The new guidelines’ recommendations on kit equipment and rescue breathing were classified as “strong,” meaning that they can be adapted as policy in most situations or regions.
But the recommendation about providing both naloxone spray and injection was deemed “conditional,” meaning that the authors anticipate that its adoption would “require substantial debate” among many interested groups.
The authors note that the high cost of naloxone spray may be a barrier to its inclusion in take-home kits. During their research, they found that the cost of the spray could be 10 times the cost of the equivalent intramuscular formulation. Thus, it may not always be financially feasible to offer both forms of naloxone, the authors write.
Real-World Experience
Several of the authors strongly prefer intramuscular naloxone because of concerns about withdrawal precipitated by the intranasal formulation. Participants also noted drawbacks to naloxone injections, including concerns about being cut by broken vials or ampoules while administering the drug. Yet most people who use opioids prefer to administer intranasal naloxone.
People who live in poverty sometimes have lost fingers and even hands to infections arising from contamination of drug supply or frostbite, making it difficult for them to administer shots, according to the guidance.
Cold weather poses other challenges as well. For example, needles may not be able to penetrate through layers of clothing, and it may be difficult or unsafe to remove layers. “Consultation-session participants reported that their hands become numb in the cold, making intramuscular administration difficult,” according to the guidance.

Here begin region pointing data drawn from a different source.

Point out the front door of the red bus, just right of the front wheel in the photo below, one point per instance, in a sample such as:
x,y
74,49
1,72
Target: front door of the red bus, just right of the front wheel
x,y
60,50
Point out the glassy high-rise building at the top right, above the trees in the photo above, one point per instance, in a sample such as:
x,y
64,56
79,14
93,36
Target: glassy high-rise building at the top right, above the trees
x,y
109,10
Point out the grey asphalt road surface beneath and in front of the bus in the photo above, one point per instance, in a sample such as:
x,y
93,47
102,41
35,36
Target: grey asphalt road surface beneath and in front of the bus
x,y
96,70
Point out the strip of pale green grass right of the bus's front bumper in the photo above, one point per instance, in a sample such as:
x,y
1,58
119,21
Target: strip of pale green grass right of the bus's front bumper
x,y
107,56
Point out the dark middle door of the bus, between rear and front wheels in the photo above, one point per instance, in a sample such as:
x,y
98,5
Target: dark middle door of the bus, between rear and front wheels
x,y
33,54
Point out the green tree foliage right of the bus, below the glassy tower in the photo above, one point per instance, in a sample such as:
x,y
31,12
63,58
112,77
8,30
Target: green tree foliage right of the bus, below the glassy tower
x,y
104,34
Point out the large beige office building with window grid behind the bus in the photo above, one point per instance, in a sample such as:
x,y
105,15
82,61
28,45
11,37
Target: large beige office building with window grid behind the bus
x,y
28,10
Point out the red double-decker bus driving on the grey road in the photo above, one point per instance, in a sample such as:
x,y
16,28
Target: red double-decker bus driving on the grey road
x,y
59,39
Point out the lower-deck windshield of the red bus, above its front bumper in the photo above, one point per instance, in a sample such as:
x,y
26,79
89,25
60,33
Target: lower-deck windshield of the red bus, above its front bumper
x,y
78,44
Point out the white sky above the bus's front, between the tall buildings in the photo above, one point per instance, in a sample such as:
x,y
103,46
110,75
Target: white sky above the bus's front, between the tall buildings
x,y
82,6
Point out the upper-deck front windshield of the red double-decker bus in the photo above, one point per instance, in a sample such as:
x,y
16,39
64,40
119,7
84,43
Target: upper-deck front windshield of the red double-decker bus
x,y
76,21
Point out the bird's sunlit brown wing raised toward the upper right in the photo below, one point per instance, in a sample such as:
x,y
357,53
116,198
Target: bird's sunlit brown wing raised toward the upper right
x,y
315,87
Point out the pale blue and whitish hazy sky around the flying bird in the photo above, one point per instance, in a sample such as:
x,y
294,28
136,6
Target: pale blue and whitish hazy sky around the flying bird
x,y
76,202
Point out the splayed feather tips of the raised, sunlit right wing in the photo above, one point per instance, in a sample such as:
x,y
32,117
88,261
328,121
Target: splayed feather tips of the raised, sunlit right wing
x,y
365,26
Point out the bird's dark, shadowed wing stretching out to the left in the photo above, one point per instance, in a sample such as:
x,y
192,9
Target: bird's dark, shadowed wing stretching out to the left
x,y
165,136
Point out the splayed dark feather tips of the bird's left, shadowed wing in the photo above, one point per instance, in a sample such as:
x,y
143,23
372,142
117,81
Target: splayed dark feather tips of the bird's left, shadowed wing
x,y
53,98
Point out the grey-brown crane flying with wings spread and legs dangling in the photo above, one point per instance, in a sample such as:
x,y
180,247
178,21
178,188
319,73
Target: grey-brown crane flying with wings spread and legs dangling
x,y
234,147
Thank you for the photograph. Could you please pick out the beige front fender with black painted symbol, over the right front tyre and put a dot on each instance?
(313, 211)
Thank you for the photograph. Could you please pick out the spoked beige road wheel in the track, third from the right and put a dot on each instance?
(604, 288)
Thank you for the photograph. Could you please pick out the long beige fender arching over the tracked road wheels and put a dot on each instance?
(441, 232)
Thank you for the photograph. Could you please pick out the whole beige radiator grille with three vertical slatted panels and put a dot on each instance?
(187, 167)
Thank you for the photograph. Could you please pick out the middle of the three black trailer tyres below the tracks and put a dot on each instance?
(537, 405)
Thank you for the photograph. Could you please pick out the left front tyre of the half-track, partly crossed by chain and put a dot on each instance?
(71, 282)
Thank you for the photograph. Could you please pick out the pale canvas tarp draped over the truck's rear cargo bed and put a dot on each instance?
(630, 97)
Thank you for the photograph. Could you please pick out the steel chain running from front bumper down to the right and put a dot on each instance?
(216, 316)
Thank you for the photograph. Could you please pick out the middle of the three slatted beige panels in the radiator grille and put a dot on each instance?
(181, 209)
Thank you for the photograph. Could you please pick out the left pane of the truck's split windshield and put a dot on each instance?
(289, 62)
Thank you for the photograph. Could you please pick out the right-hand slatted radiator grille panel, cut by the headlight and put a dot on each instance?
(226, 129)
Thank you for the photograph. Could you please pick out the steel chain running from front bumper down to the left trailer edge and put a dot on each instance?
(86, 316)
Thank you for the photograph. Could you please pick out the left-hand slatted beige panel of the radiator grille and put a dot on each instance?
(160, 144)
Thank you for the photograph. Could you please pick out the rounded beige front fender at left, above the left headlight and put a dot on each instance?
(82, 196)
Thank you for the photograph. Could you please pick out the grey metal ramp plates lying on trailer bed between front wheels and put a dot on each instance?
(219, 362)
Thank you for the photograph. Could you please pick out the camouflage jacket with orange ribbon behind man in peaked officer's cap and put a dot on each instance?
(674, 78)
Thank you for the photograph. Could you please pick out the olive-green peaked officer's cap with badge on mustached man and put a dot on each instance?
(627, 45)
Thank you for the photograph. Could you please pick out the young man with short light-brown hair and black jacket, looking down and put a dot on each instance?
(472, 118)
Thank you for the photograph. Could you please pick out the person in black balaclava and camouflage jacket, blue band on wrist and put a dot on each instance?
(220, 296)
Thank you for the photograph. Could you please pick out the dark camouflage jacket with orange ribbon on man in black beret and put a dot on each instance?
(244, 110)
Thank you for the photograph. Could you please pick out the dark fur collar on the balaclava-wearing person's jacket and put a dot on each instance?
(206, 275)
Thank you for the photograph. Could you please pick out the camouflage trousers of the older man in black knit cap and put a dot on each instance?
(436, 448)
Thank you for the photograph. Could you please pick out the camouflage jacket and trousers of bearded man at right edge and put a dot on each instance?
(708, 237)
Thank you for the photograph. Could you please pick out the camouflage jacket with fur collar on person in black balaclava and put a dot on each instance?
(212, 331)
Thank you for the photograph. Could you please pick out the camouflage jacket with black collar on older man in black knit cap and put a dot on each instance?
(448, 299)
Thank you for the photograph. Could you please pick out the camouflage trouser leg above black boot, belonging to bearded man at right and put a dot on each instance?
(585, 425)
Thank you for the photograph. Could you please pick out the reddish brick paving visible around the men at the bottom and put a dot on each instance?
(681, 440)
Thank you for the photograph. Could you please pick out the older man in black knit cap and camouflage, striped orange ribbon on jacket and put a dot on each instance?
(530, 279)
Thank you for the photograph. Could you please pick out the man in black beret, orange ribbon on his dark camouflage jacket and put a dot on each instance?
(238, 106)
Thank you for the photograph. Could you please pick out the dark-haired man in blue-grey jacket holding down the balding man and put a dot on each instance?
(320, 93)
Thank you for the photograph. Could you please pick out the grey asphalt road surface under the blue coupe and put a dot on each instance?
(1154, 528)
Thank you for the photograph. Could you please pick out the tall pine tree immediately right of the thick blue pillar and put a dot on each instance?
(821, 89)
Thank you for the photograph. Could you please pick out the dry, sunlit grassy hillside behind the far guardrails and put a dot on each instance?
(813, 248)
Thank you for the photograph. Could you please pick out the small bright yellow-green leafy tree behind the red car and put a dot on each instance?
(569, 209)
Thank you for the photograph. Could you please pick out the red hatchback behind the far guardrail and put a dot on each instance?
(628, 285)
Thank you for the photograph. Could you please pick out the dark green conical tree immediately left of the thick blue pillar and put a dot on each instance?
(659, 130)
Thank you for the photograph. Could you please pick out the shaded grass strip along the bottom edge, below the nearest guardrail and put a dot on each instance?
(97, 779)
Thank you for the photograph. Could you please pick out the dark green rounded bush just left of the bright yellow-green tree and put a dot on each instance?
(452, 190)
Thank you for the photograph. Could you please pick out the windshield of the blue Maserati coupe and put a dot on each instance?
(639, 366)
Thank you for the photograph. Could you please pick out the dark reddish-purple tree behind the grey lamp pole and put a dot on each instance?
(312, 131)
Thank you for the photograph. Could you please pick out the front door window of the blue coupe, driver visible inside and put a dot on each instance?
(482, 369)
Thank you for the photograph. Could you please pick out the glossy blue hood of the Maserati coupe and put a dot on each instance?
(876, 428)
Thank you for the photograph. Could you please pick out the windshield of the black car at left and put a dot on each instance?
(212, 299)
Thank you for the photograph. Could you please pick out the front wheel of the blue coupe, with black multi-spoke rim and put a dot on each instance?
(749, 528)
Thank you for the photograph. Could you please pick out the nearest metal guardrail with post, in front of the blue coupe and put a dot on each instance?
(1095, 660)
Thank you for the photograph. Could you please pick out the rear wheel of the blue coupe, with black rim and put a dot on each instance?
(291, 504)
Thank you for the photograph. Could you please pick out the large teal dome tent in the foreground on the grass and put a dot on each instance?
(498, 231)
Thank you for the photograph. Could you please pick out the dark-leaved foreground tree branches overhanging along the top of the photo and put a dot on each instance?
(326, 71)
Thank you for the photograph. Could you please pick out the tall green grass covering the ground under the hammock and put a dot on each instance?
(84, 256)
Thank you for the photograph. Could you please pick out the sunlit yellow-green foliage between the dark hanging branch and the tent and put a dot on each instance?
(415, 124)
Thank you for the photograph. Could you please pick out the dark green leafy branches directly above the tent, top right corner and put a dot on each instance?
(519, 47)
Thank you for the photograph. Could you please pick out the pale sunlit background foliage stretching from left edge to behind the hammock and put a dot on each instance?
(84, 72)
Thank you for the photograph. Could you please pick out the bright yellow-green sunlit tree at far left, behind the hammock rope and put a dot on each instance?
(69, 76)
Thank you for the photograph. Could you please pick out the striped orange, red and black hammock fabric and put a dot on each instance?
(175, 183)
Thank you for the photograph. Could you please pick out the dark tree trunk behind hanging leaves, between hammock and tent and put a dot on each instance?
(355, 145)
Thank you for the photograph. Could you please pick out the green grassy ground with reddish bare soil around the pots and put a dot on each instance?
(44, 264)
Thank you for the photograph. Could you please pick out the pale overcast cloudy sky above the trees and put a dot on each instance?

These kinds of firsthand insights about naloxone were critical to developing recommendations, said Buxton. In assessing naloxone use, researchers can’t look at the results of studies that are conducted routinely in other fields of medicine.
Conducting a clinical trial in the field to compare patients’ responses to naloxone injections and nasal spray is not feasible, she said. “There’s not much in the literature that actually shows what the thousands of people who have been doing this for the last 10 or so years have experienced.”
A Medical Problem
Commenting on the guidance for Medscape, S. Monty Ghosh, MD, MPH, an addiction specialist at the University of Alberta in Edmonton, said that its publication in a prominent journal such as CMAJ sends a strong message about the need to provide naloxone for people experiencing opioid overdoses. “It frames it as a medical problem, not as a moral problem,” he said. Ghosh was not involved in drafting the guidance.
Ghosh helped establish Calgary’s Rapid Access Addiction Medicine program, the province’s largest and first comprehensive outpatient addiction treatment program.
He applauded the approach taken in developing the guidelines.
“They recognize that the vast majority of our overdose response using naloxone is not actually done by clinicians,” Ghosh said. “It’s done by community members and people who use substances.”
The Canadian Institutes of Health Research (CIHR) for the Canadian Research Initiative in Substance Misuse Implementation Science Program on Opioid Interventions and Services funded the guidance. Buxton received a CIHR grant to the Canadian Research Initiative in Substance Misuse for the work overseen and managed by the Centre for Addictions and Mental Health in support of the guidance. Ghosh has disclosed no relevant financial relationships.